Accepted at MIDL 2022


This repository is the official implementation of SIHeDA-Net: Sensor to Image Heterogeneous Domain Adaptation Network.

Requirements

To install requirements:

pip install -r requirements.txt

Training

1. Domain A

Domain-A is the noisy/small unlabeled dataset (in our case, the sensor dataset). The code trains an encoder to map the data to the Domain-A latent space. The hyperparameters include size of the latent space (latent_size), mean (mean), standard deviation (spread) and number of samples per class (num_samples).

For generating a dataset like ours, the hyperparameters mean and spread can be modified.

To train the model(s) in the paper, run this command:

python train_da.py --input-data <path_to_data> --alpha 10 --beta 20

2. Domain B

Domain-B is the clean/large labelled dataset (in our case, the ASL image dataset - Sign MNIST). The code trains a VAE to map the image to the Domain-B latent space. The hyperparameters include size of the latent space (latent_size), number of samples per class (num_samples). It also trains an ANN classifier to predict labels, later used in end-tp-end training (3)

For generating a dataset like ours, the hyperparameters mean and spread can be modified.

python train_db.py --input-data <path_to_data> --alpha 10 --beta 20

3. End-to-end training

Trains an encoder to map Domain-A latent space and Domain-B latent space and then uses this encoder to predict labels from its output through an ANN classifier that was pre-trained on the Domain-B latent vectors (2).

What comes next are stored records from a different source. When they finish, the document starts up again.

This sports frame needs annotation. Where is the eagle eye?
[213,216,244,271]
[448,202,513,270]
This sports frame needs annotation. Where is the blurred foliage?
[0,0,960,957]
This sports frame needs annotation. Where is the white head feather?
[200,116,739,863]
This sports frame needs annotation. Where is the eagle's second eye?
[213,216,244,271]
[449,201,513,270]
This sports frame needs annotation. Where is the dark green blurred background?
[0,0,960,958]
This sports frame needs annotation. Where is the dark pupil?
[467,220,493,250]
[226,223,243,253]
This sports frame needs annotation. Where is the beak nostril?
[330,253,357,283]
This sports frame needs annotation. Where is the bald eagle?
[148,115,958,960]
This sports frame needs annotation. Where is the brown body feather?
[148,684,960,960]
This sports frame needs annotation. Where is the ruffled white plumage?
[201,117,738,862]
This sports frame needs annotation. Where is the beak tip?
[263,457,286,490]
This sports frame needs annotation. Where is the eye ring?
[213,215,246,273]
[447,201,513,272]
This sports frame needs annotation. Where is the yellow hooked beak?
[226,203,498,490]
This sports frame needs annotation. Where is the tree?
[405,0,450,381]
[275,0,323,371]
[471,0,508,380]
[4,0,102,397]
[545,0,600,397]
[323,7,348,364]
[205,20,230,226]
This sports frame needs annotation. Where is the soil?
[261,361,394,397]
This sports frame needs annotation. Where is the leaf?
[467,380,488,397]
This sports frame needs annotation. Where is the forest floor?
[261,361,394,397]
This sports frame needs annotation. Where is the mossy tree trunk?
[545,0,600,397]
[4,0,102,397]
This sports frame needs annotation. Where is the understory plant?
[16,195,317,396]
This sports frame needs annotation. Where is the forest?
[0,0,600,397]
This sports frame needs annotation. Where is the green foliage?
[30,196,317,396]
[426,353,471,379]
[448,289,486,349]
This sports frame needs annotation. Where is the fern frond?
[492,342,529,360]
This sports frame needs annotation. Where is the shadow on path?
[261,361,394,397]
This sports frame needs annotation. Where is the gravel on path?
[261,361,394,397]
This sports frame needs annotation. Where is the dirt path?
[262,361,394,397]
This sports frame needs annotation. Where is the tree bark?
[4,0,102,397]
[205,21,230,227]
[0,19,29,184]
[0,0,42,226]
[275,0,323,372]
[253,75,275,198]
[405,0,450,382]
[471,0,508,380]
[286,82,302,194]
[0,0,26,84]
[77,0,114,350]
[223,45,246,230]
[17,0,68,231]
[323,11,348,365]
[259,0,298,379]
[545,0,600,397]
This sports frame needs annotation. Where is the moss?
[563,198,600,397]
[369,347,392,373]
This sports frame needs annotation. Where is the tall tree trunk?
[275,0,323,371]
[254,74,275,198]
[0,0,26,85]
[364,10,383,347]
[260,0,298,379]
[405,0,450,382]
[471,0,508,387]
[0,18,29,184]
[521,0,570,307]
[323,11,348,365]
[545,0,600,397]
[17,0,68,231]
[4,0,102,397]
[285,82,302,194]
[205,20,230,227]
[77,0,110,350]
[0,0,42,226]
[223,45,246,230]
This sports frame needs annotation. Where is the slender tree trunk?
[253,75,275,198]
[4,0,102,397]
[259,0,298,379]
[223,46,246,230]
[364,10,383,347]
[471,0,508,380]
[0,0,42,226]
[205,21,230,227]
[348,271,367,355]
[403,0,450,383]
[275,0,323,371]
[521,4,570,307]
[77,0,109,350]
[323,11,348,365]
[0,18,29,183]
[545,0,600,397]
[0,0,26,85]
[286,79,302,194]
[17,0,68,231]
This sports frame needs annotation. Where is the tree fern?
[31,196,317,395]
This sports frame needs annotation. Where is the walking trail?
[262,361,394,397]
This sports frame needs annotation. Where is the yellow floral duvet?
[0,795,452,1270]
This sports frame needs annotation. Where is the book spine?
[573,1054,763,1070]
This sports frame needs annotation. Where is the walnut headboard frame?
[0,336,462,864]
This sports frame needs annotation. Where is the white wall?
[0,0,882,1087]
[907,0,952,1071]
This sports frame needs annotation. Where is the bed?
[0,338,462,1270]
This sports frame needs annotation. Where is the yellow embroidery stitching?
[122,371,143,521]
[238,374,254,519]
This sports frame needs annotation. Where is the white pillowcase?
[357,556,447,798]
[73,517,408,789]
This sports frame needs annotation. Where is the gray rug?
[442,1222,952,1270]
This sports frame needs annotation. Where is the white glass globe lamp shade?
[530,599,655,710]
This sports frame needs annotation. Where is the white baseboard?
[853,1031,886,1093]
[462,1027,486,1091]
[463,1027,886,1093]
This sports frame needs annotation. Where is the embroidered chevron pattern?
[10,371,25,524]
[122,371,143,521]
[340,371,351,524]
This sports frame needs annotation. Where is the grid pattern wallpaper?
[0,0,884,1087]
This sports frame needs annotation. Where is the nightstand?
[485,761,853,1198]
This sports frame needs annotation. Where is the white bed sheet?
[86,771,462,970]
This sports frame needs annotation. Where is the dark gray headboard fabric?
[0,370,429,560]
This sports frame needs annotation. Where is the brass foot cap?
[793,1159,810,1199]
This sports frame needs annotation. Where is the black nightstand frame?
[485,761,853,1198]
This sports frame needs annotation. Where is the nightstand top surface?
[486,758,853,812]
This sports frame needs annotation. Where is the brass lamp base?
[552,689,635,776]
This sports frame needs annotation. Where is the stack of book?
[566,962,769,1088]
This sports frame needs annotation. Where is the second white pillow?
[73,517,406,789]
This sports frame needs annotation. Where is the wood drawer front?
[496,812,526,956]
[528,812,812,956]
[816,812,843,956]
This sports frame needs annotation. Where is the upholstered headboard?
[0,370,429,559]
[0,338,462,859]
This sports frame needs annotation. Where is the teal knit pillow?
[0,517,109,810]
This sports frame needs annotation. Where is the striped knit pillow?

python train_ll.py --input-data <path_to_data> --alpha 10 --beta 20

Evaluation

To evaluate my model, run:

python eval.py --model-file mymodel.pth --benchmark imagenet

Pre-trained Models

You can download pretrained models here:

  • SIHeDA-Net trained using Sign-MNIST for Domain-B and custom sensor dataset with mean = (-24, 23) and spread = 0.5 for Domain-A

Results

Our model achieves the following performance on:

Prediction accuracy for ASL alphabet classfication

Using Sign-MNIST as the Domain-B dataset

Model Top 1 Accuracy
Baseline - Simple ANN 38.13%
Ours - SIHeDA-Net 70.83%

Citation

If you found our work interesting for your own research, please use the following BibTeX entry.

@inproceedings{
lunawat2022sihedanet,
title={{SIH}e{DA}-Net: Sensor to Image Heterogeneous Domain Adaptation Network},
author={Ishikaa Lunawat and Vignesh S and S P Sharan},
booktitle={Medical Imaging with Deep Learning},
year={2022},
url={https://openreview.net/forum?id=zVzeKdlCMWX}
}

Contact

For any queries, feel free to contact any of the authors.

Authorship Statement

All persons who meet authorship criteria are listed as authors, and all authors certify that they have participated sufficiently in the work to take public responsibility for the content, including participation in the concept, design, analysis, writing, or revision of the manuscript.

License

This project is open sourced under MIT License.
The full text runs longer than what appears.